Complicated and vague mining laws dating back over a century have muddied the waters also.
During the mid 1800’s, America was still young and didn’t know what to do with all of the land it had “acquired”. The government also needed money in the form of gold so Congress came up with an idea: it opened up the public domain to citizens to settle and explore for minerals in exchange for land patents.
Those grants came with the implied right of access via The 1866 and 1872 Mining Acts which caused confusion with such decrees as:
And be it further enacted, that the right of way for the construction of highways over public lands, not reserved for public uses, is hereby granted.
This one-liner created what are known as R.S. 2477 roads that people have been fighting over ever since. Congress’ intent, however, remains clear; the act was meant to assure access to the patents they were granting at the time – otherwise, the land would be worthless. It’s logical.
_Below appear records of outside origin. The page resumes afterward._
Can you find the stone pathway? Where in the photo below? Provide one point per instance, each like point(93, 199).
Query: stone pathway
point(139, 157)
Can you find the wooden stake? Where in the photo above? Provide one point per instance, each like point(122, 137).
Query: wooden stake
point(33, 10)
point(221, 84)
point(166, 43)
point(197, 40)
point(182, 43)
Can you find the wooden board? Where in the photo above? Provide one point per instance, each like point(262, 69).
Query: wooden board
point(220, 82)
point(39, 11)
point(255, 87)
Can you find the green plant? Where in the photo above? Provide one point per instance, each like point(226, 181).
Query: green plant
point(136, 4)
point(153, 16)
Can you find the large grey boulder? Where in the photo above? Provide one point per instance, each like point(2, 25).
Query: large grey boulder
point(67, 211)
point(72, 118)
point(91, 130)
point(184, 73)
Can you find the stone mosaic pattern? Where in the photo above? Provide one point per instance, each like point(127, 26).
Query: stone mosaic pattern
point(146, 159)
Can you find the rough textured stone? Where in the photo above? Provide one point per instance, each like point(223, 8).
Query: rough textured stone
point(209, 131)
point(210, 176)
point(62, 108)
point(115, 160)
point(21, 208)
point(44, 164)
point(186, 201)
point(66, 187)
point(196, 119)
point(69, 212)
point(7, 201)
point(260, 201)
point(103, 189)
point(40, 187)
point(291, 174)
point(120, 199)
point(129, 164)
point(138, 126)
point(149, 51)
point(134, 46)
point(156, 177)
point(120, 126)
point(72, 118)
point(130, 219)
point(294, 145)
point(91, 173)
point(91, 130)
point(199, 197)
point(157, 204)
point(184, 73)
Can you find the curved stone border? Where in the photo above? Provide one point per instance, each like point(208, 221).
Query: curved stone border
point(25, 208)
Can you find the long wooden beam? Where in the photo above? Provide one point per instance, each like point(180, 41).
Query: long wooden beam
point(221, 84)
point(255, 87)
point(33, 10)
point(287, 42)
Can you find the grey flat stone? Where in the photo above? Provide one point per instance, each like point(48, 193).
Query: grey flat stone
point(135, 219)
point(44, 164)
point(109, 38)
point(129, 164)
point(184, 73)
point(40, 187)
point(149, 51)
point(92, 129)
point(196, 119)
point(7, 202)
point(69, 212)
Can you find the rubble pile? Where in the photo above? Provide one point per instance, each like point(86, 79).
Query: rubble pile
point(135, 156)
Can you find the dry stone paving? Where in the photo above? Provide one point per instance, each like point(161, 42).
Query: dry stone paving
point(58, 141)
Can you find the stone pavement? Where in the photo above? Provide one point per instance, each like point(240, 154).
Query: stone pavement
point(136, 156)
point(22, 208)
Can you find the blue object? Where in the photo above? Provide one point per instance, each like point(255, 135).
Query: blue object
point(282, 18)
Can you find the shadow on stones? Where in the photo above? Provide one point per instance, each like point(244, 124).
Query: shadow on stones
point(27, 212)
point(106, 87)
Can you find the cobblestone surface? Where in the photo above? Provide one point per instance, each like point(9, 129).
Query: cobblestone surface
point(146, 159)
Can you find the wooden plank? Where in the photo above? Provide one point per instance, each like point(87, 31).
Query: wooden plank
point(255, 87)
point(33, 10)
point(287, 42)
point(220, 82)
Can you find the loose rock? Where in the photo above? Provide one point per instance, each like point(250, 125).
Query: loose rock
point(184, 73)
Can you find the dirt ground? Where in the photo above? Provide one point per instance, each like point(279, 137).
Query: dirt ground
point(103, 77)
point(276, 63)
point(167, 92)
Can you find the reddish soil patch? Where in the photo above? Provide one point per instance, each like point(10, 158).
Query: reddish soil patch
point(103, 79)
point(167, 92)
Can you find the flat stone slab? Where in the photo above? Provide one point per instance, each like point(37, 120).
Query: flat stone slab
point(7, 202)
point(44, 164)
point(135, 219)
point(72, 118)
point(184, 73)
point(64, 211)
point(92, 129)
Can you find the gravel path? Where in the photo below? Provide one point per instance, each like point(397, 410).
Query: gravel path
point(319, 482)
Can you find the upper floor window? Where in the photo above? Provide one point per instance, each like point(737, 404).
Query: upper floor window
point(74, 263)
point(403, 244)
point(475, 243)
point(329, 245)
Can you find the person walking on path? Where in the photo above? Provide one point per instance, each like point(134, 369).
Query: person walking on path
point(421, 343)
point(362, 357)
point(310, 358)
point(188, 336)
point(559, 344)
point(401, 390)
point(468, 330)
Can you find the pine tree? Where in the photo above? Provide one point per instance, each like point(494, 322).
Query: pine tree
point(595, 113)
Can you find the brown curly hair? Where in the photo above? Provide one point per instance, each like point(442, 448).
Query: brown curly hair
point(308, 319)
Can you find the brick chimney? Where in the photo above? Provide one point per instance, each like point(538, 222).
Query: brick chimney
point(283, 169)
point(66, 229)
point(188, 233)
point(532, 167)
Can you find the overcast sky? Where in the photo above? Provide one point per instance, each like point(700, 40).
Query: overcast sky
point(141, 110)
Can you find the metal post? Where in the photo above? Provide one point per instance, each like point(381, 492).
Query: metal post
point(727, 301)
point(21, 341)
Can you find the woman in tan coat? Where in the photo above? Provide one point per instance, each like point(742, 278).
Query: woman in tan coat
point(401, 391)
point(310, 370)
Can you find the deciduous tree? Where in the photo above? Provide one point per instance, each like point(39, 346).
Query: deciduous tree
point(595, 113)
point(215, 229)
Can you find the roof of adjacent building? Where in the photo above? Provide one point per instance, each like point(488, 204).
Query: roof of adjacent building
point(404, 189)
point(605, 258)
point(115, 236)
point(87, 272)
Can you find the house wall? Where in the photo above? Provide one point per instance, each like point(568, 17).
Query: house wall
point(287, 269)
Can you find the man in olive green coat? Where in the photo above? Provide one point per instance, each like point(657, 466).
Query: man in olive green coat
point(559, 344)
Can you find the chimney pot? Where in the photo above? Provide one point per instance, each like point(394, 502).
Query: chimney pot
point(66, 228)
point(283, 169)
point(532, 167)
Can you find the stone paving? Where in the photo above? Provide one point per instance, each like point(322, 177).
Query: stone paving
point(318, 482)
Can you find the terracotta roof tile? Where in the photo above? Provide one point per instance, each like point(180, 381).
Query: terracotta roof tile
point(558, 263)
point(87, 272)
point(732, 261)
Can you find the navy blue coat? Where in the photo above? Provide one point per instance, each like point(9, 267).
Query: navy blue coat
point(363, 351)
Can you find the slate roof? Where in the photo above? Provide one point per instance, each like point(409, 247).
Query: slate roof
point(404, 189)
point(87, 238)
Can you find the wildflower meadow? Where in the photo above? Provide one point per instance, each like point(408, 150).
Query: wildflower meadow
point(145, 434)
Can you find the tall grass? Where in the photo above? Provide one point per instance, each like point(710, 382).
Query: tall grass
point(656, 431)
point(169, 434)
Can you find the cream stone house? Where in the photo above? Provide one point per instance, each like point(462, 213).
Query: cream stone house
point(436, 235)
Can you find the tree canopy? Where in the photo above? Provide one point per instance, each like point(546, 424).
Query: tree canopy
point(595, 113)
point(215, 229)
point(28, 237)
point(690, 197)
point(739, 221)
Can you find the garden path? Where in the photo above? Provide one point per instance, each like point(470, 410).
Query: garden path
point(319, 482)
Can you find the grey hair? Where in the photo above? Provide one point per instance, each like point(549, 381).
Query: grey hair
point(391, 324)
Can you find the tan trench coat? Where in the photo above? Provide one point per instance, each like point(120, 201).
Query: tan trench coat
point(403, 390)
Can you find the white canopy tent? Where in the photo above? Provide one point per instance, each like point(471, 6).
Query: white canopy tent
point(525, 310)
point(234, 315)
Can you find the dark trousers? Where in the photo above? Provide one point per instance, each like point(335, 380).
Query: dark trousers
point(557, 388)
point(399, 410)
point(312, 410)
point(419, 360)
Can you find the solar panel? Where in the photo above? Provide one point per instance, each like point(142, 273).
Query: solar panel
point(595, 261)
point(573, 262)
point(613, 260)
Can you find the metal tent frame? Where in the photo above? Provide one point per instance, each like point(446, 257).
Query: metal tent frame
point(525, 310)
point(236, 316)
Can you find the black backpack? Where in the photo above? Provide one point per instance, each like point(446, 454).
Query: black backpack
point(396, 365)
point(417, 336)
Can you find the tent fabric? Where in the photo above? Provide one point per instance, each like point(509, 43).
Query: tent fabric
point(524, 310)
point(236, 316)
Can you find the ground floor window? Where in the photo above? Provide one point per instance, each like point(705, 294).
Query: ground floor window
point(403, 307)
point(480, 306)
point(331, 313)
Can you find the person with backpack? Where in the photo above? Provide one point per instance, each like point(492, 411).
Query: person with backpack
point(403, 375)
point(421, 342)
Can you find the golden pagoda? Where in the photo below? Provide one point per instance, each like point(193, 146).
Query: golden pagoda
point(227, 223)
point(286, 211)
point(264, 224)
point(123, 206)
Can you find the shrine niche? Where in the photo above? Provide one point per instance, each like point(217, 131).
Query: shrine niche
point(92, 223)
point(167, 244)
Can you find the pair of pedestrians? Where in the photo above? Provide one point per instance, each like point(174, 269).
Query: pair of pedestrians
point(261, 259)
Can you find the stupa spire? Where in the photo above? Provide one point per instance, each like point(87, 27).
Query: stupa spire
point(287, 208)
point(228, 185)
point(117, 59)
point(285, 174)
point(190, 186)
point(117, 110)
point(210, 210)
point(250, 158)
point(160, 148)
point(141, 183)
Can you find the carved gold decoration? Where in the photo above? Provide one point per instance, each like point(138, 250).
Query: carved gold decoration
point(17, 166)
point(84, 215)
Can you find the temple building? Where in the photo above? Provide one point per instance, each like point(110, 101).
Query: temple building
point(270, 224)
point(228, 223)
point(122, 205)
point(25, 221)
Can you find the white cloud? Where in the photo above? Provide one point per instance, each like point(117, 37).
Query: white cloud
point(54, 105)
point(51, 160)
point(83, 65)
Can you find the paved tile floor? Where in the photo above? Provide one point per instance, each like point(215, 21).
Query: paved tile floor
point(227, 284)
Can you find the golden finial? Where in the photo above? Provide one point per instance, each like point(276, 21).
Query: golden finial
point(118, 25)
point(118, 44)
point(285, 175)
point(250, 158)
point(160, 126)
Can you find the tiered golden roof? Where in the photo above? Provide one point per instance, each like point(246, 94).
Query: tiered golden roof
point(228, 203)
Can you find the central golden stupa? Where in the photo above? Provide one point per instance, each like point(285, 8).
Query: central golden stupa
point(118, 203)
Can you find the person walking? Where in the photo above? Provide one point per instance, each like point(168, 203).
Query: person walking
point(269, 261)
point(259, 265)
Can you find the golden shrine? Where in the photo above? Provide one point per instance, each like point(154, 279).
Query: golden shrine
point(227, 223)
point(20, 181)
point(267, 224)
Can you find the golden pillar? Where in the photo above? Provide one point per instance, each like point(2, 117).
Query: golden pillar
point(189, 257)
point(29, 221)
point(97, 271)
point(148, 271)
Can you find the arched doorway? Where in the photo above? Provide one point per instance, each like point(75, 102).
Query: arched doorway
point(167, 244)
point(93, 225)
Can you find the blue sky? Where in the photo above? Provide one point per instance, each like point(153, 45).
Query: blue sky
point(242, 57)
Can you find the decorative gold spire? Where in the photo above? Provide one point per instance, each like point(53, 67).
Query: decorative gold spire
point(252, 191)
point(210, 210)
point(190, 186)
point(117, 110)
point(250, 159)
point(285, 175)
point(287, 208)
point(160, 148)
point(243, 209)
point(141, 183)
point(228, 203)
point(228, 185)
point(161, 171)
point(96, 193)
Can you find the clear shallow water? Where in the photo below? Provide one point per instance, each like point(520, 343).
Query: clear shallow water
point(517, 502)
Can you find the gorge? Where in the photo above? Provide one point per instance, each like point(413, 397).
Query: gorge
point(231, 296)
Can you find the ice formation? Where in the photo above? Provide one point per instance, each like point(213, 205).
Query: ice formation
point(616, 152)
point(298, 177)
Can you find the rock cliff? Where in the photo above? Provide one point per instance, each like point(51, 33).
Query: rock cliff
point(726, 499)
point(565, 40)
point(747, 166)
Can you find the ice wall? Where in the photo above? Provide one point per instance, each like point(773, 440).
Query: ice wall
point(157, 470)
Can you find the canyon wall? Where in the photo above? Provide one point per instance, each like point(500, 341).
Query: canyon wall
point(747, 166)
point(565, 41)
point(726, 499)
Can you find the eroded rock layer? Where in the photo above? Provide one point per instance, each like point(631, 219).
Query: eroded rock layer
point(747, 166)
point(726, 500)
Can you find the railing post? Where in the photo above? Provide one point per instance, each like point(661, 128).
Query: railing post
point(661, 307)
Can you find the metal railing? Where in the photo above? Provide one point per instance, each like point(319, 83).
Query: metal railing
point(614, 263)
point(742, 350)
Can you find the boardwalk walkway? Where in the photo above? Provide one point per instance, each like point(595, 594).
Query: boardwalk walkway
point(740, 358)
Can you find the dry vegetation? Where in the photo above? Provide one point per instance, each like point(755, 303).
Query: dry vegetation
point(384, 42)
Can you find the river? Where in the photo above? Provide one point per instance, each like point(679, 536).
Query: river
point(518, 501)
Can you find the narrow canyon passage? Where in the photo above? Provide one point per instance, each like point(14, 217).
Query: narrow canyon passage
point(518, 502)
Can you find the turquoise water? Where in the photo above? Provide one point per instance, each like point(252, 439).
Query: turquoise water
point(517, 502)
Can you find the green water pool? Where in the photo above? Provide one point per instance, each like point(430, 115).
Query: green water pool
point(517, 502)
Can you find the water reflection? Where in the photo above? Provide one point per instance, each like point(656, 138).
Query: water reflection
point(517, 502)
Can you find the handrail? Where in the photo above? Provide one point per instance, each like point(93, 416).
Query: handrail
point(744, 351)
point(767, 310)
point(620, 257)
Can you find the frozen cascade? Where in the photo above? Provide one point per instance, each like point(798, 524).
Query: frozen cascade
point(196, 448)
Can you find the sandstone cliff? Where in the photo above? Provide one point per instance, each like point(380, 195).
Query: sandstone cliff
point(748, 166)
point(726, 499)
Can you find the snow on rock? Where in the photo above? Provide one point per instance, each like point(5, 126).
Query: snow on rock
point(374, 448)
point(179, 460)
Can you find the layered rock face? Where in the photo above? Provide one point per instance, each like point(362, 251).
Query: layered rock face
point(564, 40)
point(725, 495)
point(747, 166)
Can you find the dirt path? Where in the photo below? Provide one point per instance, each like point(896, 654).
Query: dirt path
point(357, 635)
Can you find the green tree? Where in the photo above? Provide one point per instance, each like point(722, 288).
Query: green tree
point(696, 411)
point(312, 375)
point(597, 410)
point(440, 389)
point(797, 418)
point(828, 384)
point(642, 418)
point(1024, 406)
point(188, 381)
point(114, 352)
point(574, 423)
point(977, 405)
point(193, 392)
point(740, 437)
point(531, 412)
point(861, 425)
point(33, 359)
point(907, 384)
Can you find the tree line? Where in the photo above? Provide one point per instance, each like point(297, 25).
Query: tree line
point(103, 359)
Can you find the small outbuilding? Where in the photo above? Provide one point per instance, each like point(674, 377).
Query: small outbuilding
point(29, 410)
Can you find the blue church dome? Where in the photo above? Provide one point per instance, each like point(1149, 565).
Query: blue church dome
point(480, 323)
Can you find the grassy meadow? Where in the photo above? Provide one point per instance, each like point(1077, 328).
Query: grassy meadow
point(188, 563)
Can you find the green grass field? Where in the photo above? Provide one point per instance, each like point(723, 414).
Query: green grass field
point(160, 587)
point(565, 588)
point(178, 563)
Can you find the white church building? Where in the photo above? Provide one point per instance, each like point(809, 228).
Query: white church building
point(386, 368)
I wish the law said “If you have a mineral patent, you have the right to the road leading to your property and the right to whatever access is necessary to extract the minerals forever – amen.”
Too easy. Instead, Congress used words such as “appurtenances”, “trams”, “flumes”, “ditches” and “canals” to describe access rights. Who goes to work on or in a tram or in or on a canal for God’s sake?
Apparently, you can do anything with confidence with a patented mining claim except get to it. The good news is that no one can take your right to access over an R.S. 2477 road without compensating you.
Very few people understand mining law, however – including the title insurance company and every attorney we’ve consulted. They tend to see our property as strictly real estate but mineral rights are integral in any argument that would hold up in court.
Ironically, if you own the minerals only, the law is very clear about your right to access and extract your resources.
As it is, our insurance company just looks at us and shrugs when we tell them we need a road to our mine. One time they suggested that if the thieves that stole our camping gear a month earlier could make it up the hill, we should also be able to.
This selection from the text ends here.